Obama Seeks to Connect With Evangelicals
The Timesonline (UK) has a feature article on Barak Obama:
Obama will appear on Friday at the Saddleback church in Lake Forest, California, where at least 20,000 conservative Christians gather each week for services led by Pastor Rick Warren, the evangelical author of the bestselling inspirational book The Purpose Driven Life.
At first glance Warren and Obama appear the unlikeliest of allies — the conservative white preacher and the liberal black Democrat — yet aides to both confirmed last week that they have formed an intriguing friendship that may prove a key element in the next presidential campaign.
Bible-thumping didn't get Harold Ford elected. Can it help Obama?
Obama has made a point of courting evangelical Christians. A speech he delivered to a Christian group at a Washington church last June was described by the Washingtonian magazine as “perhaps the most important dissection of the role of faith made by any Democratic politician in half a century”.
In a bestselling new memoir, The Audacity of Hope, and in numerous television interviews, he has urged his Democratic colleagues not to “avoid the conversation about religious values”.

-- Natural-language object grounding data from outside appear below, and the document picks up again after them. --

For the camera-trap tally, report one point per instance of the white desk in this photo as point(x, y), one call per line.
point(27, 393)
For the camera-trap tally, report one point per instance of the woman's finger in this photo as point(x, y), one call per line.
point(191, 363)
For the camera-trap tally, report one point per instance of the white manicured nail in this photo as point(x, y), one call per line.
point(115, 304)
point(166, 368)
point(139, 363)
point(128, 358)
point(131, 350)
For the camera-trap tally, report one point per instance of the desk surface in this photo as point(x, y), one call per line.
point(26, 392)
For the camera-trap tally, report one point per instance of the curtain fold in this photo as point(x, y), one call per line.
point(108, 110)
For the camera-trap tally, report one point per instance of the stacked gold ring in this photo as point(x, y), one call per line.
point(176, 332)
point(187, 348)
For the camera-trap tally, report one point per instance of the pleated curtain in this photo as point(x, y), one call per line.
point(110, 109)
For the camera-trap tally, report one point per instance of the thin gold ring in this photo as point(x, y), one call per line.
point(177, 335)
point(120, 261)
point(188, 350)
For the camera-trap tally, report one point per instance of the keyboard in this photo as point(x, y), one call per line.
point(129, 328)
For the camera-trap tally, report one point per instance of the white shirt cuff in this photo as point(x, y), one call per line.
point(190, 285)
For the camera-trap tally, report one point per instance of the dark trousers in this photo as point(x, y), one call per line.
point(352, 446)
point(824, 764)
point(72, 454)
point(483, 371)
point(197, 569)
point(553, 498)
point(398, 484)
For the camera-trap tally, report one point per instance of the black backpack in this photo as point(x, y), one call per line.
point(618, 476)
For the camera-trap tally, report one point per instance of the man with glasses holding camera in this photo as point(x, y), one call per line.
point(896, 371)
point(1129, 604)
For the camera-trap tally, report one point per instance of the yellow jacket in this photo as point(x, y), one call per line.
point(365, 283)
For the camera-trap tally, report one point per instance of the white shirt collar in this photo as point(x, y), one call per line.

He said recently: “I think we make a mistake when we fail to acknowledge the power of faith in people’s lives. We need to understand that Americans are a religious people. Substantially more Americans believe in angels than in evolution.”
No one is suggesting that people shouldn't have faith. The issue to me is using faith as a tool for political advantage. Government and religion and faith should be separate.